Claim Payout The Deciding Factor
By no means was it a resounding victory, but Northwest Airlines
will take what it can get. On Tuesday, the airline's flight
attendants voted to ratify a tentative labor agreement -- the third
negotiated between the airline, and two separate flight attendants
unions -- albeit by the slimmest of margins.
The Associated Press reports the final vote from the 6,442
flight attendants eligible to cast ballots worked out to 50.9
percent in favor of the deal, to 49.1 against. A mere 104 votes
made the difference.
"By no means is this concessionary agreement acceptable to our
members," said NWA AFA-CWA President Jay Hong, "but considering the
difficulties we’ve encountered with the National Mediation
Board, the White House, the courts and the impossible negotiations
posture of Northwest Airlines, the majority of our members have
said today that this agreement represents the best we could do
under the anti-worker conditions we found ourselves negotiating in.
We will continue to rebuild and fight for a better contract in the
future."
As ANN reported, Northwest
announced the tentative agreement April 26. Shortly after that, it
was revealed the top 400 managers at the airline would receive
stock option bonuses, working out to ownership of about five
percent of the carrier.
Unions at the airline were less than pleased... which likely
influenced what already looked to be a squeaker vote.
Under the new contract, top pay for
flight attendants will be capped at roughly $35,400 a year, down
from about $44,000 before Northwest filed for Chapter 11 protection
in September 2005. On the positive side, each flight attendant
stands to earn as much as $15,000 on top of that, as a one-time
payout on a $182 million claim in Northwest's bankruptcy
reorganization.

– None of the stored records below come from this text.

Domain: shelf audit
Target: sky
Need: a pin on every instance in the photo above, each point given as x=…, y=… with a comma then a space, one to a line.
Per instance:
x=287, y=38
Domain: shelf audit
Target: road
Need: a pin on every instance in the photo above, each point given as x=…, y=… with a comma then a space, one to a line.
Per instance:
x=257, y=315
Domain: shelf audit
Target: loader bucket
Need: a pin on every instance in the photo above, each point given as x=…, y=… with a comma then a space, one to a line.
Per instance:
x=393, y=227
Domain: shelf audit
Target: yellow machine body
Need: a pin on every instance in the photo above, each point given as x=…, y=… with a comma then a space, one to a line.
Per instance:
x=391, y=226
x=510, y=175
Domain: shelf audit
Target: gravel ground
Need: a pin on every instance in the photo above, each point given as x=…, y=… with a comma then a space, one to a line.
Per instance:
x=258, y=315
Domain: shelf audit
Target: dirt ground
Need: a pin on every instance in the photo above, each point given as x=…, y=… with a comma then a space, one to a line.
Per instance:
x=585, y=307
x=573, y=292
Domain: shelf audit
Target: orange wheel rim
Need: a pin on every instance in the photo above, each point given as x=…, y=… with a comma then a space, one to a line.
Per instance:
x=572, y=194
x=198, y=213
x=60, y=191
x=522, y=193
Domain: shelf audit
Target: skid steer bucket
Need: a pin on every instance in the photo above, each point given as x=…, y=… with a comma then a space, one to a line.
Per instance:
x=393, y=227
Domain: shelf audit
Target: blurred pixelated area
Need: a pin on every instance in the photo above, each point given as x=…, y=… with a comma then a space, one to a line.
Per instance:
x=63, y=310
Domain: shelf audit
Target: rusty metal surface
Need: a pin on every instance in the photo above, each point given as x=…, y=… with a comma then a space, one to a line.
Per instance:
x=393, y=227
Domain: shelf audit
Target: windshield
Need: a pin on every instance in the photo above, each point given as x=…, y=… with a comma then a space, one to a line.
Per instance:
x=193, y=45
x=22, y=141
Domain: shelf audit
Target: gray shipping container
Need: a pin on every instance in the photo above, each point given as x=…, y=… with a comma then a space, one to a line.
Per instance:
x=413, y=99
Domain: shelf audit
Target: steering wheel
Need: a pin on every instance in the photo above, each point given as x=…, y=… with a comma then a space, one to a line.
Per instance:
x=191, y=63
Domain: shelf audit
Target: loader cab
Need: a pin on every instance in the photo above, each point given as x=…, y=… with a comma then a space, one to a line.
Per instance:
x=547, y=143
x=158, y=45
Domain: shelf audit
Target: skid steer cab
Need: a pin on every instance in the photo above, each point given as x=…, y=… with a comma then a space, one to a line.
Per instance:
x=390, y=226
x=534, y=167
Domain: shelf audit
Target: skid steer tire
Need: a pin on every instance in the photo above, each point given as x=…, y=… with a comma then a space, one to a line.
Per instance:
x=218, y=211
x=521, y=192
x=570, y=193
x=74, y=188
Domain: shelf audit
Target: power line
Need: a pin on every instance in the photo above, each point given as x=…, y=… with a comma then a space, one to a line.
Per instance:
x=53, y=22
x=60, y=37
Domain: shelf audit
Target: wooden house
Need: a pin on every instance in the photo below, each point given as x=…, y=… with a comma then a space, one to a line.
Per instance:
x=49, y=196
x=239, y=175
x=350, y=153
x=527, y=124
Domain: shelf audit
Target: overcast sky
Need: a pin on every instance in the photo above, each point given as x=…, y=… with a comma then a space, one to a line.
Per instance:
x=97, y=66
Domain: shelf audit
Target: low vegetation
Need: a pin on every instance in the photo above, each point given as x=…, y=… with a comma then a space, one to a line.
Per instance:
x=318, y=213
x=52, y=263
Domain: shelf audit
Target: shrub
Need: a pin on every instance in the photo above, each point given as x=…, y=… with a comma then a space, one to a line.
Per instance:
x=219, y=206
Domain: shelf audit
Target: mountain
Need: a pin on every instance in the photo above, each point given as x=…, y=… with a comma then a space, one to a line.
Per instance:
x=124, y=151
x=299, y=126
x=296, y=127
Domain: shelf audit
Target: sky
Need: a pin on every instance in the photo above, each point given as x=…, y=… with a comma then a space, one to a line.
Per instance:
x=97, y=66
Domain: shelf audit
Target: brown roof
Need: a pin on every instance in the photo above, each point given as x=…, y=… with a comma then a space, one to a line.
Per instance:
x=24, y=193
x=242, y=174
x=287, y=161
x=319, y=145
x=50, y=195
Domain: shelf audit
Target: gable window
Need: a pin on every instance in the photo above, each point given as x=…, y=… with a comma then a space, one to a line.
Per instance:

The actual amount depends on what the claim
ultimately sells for.
Had the flight attendants voted down the third TA, the union
would have lost that claim when Northwest emerges from Chapter
11... which could happen as soon as Thursday. Hong said that fact
weighed most heavily on the union's decision to put the contract to
a vote, and the way that vote turned out.
"I made no bones about why we did this, we did this because of
the equity claim. That was not something I think the union could
justifiably make a decision" on, he said. "It's always the flight
attendants that are going to make a decision about money like
that."
In addition to financial solvency, the end to the flight
attendant labor dispute will place Northwest in another unfamiliar
situation: relative peace throughout its unions. The airline, which
has suffered two strikes since 1998, has locked all its employees
into contracts through the end of 2011.